Do you have a toddler or a picky child that doesn’t like chunks of things? Or maybe they just don’t like to look at onion and peppers and all that good stuff? Here is a trick.
Use a mini chopper to puree this up for young children to a very fine mixture that can easily be eaten, and to a texture that they will enjoy.
Secondly, I use the same mini chopper on the low setting by just pulsing it a few times until the vegetables are very small and it looks almost like a sloppy joe consistency. I serve this to my 8 year old with some vegan cheese on top and she loves it! She doesn’t like chunks of things but loves it this way (weird).
Now if they still do not like it you can puree it up more and serve over a gluten free spaghetti… it makes an amazing marinara sauce which is the second use I have for this recipe.
Step #3: Learn to Use the Flexibility of the Dish
Scramble eggs and add Quick Southwestern Chile to make an amazing filling for tortillas or seaweed wraps. Add one egg per person. Perfect for lunch or dinner at the end of the week!

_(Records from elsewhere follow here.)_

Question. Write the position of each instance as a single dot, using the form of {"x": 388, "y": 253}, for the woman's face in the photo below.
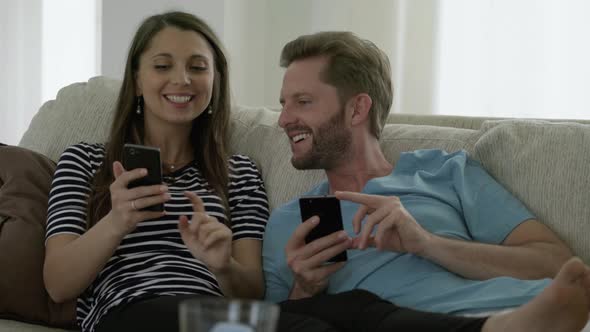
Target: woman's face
{"x": 175, "y": 76}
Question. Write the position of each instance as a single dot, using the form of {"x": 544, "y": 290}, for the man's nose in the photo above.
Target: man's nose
{"x": 285, "y": 117}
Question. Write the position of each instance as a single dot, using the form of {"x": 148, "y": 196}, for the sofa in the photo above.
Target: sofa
{"x": 544, "y": 163}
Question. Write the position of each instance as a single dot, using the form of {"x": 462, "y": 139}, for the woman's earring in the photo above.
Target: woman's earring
{"x": 139, "y": 108}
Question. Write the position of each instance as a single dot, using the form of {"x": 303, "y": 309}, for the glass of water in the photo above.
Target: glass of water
{"x": 218, "y": 314}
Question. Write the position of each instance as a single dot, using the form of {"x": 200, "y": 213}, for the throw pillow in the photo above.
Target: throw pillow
{"x": 25, "y": 179}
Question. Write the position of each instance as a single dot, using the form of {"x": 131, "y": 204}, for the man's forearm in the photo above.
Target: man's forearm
{"x": 535, "y": 260}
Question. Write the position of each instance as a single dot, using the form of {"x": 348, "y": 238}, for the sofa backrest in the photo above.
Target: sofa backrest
{"x": 545, "y": 164}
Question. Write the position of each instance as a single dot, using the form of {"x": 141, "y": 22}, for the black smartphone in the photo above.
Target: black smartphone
{"x": 326, "y": 207}
{"x": 140, "y": 156}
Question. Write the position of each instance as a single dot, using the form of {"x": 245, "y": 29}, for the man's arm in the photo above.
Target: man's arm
{"x": 530, "y": 251}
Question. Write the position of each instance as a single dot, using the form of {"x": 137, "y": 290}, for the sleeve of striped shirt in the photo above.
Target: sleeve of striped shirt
{"x": 66, "y": 213}
{"x": 247, "y": 199}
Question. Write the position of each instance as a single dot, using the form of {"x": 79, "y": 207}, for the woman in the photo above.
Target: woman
{"x": 121, "y": 261}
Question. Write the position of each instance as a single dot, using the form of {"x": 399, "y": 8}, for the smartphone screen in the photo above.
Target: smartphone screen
{"x": 327, "y": 208}
{"x": 140, "y": 156}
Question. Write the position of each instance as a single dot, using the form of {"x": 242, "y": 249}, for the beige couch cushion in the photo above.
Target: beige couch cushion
{"x": 81, "y": 112}
{"x": 547, "y": 166}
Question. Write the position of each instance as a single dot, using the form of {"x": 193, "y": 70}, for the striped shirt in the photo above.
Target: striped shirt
{"x": 152, "y": 260}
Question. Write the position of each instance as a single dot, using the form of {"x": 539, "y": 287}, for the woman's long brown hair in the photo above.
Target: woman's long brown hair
{"x": 209, "y": 132}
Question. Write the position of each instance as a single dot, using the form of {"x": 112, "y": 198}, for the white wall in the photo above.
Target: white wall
{"x": 257, "y": 30}
{"x": 70, "y": 44}
{"x": 20, "y": 65}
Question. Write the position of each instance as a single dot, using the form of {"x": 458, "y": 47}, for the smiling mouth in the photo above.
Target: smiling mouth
{"x": 300, "y": 137}
{"x": 179, "y": 99}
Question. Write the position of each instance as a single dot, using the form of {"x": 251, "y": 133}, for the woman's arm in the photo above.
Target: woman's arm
{"x": 73, "y": 261}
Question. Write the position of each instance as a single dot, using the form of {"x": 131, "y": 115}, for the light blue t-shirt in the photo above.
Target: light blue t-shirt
{"x": 449, "y": 195}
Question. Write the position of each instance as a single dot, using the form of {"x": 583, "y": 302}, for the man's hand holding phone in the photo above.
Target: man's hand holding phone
{"x": 308, "y": 260}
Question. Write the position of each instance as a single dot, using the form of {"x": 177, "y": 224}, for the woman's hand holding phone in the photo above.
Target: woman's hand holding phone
{"x": 126, "y": 204}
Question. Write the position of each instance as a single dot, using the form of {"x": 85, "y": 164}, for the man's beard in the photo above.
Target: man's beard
{"x": 330, "y": 145}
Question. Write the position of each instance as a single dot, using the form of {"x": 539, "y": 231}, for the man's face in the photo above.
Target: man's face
{"x": 313, "y": 117}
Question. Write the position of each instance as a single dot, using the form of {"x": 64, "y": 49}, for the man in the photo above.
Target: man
{"x": 434, "y": 232}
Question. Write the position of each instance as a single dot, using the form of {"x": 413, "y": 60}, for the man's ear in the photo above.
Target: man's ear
{"x": 361, "y": 105}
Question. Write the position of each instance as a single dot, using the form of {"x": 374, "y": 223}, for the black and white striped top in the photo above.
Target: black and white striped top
{"x": 152, "y": 260}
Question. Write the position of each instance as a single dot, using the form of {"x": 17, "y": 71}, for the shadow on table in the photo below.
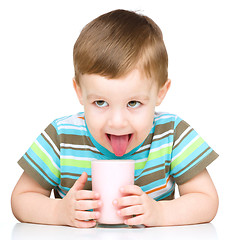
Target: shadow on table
{"x": 25, "y": 231}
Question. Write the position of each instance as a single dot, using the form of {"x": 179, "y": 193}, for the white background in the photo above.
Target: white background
{"x": 36, "y": 71}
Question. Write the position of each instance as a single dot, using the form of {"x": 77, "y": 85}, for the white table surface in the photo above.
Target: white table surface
{"x": 25, "y": 231}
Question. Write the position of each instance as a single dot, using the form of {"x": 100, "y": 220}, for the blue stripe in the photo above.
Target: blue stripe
{"x": 41, "y": 174}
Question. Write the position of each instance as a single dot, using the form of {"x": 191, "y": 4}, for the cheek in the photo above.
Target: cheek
{"x": 94, "y": 120}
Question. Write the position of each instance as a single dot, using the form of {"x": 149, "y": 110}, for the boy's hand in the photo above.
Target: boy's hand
{"x": 74, "y": 206}
{"x": 137, "y": 208}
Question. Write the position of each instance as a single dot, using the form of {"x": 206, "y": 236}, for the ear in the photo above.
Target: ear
{"x": 77, "y": 89}
{"x": 162, "y": 92}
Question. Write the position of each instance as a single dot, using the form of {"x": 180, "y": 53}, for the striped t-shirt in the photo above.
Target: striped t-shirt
{"x": 172, "y": 153}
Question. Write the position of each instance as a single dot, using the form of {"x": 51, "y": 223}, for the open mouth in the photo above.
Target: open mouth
{"x": 119, "y": 143}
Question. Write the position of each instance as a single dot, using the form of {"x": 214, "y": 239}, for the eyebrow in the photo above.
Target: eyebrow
{"x": 93, "y": 96}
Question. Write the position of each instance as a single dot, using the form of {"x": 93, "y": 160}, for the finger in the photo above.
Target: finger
{"x": 86, "y": 215}
{"x": 84, "y": 224}
{"x": 86, "y": 194}
{"x": 80, "y": 182}
{"x": 131, "y": 189}
{"x": 87, "y": 204}
{"x": 137, "y": 220}
{"x": 128, "y": 201}
{"x": 130, "y": 211}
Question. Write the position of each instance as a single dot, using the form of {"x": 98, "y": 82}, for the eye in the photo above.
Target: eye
{"x": 134, "y": 104}
{"x": 101, "y": 103}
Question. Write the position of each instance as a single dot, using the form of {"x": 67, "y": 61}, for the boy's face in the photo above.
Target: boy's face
{"x": 119, "y": 112}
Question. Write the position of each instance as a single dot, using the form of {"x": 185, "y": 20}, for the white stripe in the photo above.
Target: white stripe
{"x": 77, "y": 158}
{"x": 48, "y": 155}
{"x": 78, "y": 146}
{"x": 182, "y": 135}
{"x": 163, "y": 134}
{"x": 144, "y": 147}
{"x": 72, "y": 127}
{"x": 140, "y": 160}
{"x": 187, "y": 146}
{"x": 160, "y": 147}
{"x": 52, "y": 143}
{"x": 164, "y": 117}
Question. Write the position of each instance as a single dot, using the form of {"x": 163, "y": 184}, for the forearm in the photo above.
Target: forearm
{"x": 191, "y": 208}
{"x": 35, "y": 208}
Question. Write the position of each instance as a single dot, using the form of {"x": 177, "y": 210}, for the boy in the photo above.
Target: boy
{"x": 120, "y": 63}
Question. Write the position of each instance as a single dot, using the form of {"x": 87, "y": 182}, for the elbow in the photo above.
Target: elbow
{"x": 213, "y": 207}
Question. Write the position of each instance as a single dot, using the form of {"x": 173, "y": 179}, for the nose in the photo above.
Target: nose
{"x": 117, "y": 119}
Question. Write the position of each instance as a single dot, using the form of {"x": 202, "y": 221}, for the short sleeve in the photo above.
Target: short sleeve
{"x": 190, "y": 153}
{"x": 42, "y": 159}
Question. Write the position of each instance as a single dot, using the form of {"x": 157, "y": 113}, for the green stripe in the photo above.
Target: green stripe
{"x": 157, "y": 154}
{"x": 45, "y": 159}
{"x": 187, "y": 152}
{"x": 75, "y": 163}
{"x": 160, "y": 153}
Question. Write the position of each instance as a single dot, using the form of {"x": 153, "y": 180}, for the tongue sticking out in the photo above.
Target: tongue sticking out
{"x": 119, "y": 144}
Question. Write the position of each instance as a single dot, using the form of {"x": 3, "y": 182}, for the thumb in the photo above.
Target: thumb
{"x": 80, "y": 182}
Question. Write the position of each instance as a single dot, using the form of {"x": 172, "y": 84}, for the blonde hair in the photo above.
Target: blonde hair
{"x": 116, "y": 42}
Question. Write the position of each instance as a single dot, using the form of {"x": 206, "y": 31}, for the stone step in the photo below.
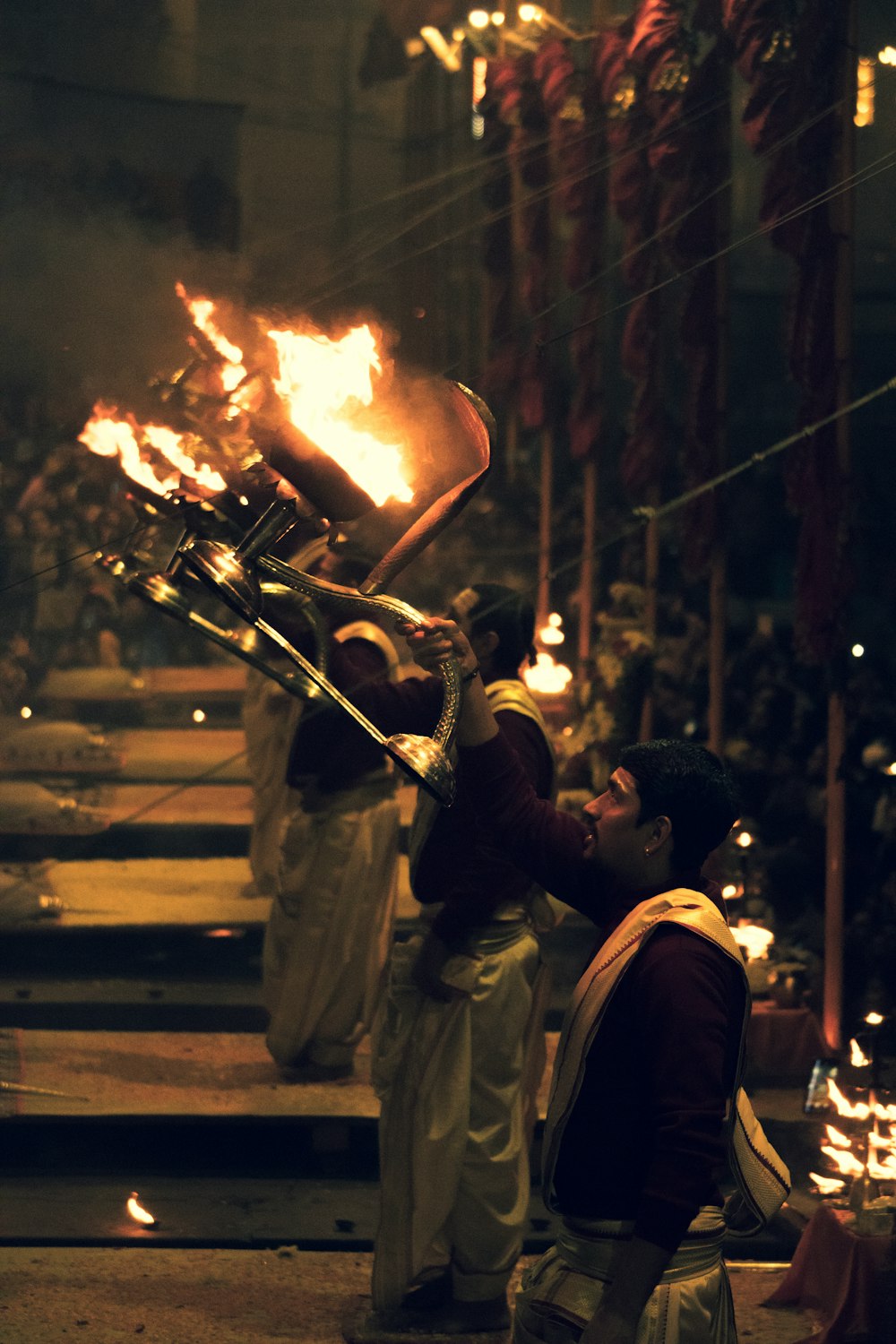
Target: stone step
{"x": 233, "y": 1296}
{"x": 222, "y": 1210}
{"x": 195, "y": 1118}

More ways to use include...
- Make a double patch and freeze half… pull out of freezer in a few weeks and pop in the crock pot on low to warm up throughout the day!
- Puree up and make a marinara sauce for spaghetti this week or freeze for later.
- Add cumin and use a Vitamix or mini-chopper to make into taco meat and serve with corn tortillas and vegan cheese (I prefer Daiya brand)
- Serve leftovers on a bed of spinach with avocado and tomatoes for an adult lunch.
- Puree extra and keep for a week to feed toddlers a simple lunch… add a serving of fruit.
- Eat as leftover for lunch anytime!